Of all of the evergreen trees you could want in your yard, eucalyptus should be at or near the top of the list. This species is a fast growing, insect repelling, and gorgeous tree that adds beauty and practicality to whatever landscape it grows in.

Mature eucalyptus tree with koala bear

For most, the image you get when you hear “eucalyptus” is a koala bear latched on to a branch, munching away at the leaves. You may be surprised to learn that only the koala, some possum species, and a select few insects are actually able to consume parts of this species. In large quantities, this tree’s secret weapon (cineole) is toxic.

It is the cineole aka: eucalyptol in eucalyptus trees that make up the greatest part of its signature aroma. Eucalyptus essential oil has been used for centuries in the treatment of respiratory ailments, as a disinfectant, and as an antibacterial or anti-fungal agent in medicine.

Height – Eucalyptus tree sizes vary. Their height at maturity can range from 30 to 35 feet for smaller varieties all the way to over 200 feet for the tallest of the species.

These trees must be planted away from physical structures. Mature eucalyptus trees are known to unexpectedly drop branches.

Crown Width – The eucalyptus tree species will typically grow tall and relatively slender, with mature crowns reaching from 12 to 30 feet in diameter. Many varieties of the species are able to reach much greater diameters as they age.

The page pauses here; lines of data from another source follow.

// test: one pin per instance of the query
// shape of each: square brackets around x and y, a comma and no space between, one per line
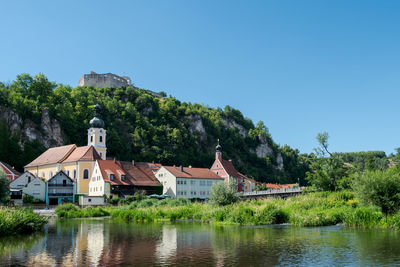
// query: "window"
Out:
[85,174]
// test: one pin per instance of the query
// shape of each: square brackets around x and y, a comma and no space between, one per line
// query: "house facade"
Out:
[36,189]
[226,170]
[9,171]
[120,179]
[187,182]
[76,162]
[60,188]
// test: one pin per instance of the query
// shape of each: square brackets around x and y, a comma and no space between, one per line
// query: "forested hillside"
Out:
[139,126]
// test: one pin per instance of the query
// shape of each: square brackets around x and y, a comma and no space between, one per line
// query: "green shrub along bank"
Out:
[20,221]
[313,209]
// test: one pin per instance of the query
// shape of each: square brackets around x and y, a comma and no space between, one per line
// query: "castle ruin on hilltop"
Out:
[104,80]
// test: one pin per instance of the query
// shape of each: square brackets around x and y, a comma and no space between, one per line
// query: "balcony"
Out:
[60,194]
[61,185]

Eucalyptus tree trunk and crown

DBH – Adult eucalyptus trees can reach a DBH of 15 to 20 inches.

It is worth mentioning that this species is able to reach maturity within 10 years of growth. That’s less than half (in some cases less than a third) of the time it takes for the majority of other species to reach maturity.

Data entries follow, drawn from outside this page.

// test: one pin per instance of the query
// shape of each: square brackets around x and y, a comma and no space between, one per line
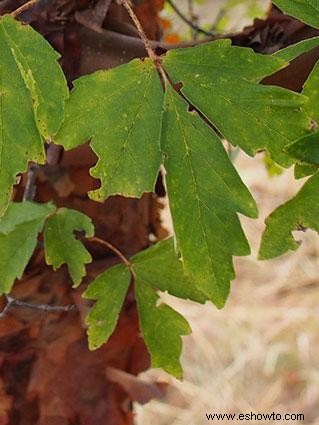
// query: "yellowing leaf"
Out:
[205,192]
[222,82]
[61,245]
[121,111]
[109,290]
[19,229]
[32,93]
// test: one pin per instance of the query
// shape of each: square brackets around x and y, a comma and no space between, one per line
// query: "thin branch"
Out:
[152,55]
[14,302]
[187,21]
[23,8]
[30,187]
[116,251]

Root System – This species quickly adapts to the soil it is planted in. In rich, fertile soil, the roots have no need to go deep. The tree is on a fast track for height and the roots will spread horizontally staying close to the surface.

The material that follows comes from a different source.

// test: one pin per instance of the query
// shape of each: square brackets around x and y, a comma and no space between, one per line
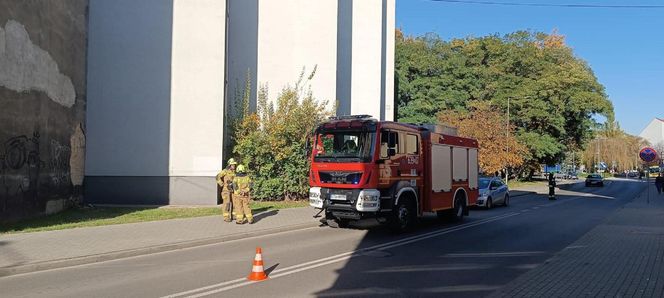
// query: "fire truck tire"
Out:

In more nutrient deprived soil, the roots will dive deep for their food and moisture source. Counterintuitively, it is the eucalyptus planted in poor soil that grows to be the more stable and wind or storm resistant.

Pest Problems – Little to none (as long as the tree remains healthy). High concentrations of cineole in all parts of eucalyptus trees acts a natural insect repellant.

Two species of Australian tortoise beetles (family Chrysomelidae) (still isolated in the west) chew semicircular holes or notches on edges of eucalyptus leaves.

These beetles are able to remove most of a leaf’s surface, leaving only the midvein.The damage caused by these beetles is unsightly but not life threatening to the tree.

If a tree is stressed enough, an opportunity opens up for the eucalyptus longhorn borer. The female of this species lays her eggs on stressed trees, producing larvae that burrow their way to the cambium layer.

A heavily infested tree can die within weeks, which is due to the larval galleries girdling the tree and disrupting the flow of water and nutrients.

Infestations must be treated immediately. Because of the speed at which death can occur, an arborist should be called to evaluate the tree and determine what actions to take.

Disease – Canker, heart rot, and Phytophthora can infect a stressed eucalyptus tree. All three of these fungi attack and damage the tree from the inside.

Signs of infection are discolored leaves and in severe cases, splitting of the trunk. In any of these cases, the tree should be removed, destroyed (burned) and all equipment disinfected to prevent the disease from spreading to other trees.

Tree Care for Evergreens

As long as evergreens are planted in hardiness zones where they can thrive and get ample summer sunlight and winter shade (possibly on the north side of your property), caring for these trees is relatively simple.

Water them regularly and mulch around their trunk. This will keep them strong and winter injury resistant. Evergreens (when not mulched or watered well) can be severely injured by the drying effects of the sun and wind through winter months.

A major benefit of evergreens in your yard is that there is no bad season. Even during the coldest days of winter, your landscape will be filled with full, and vibrantly-green trees.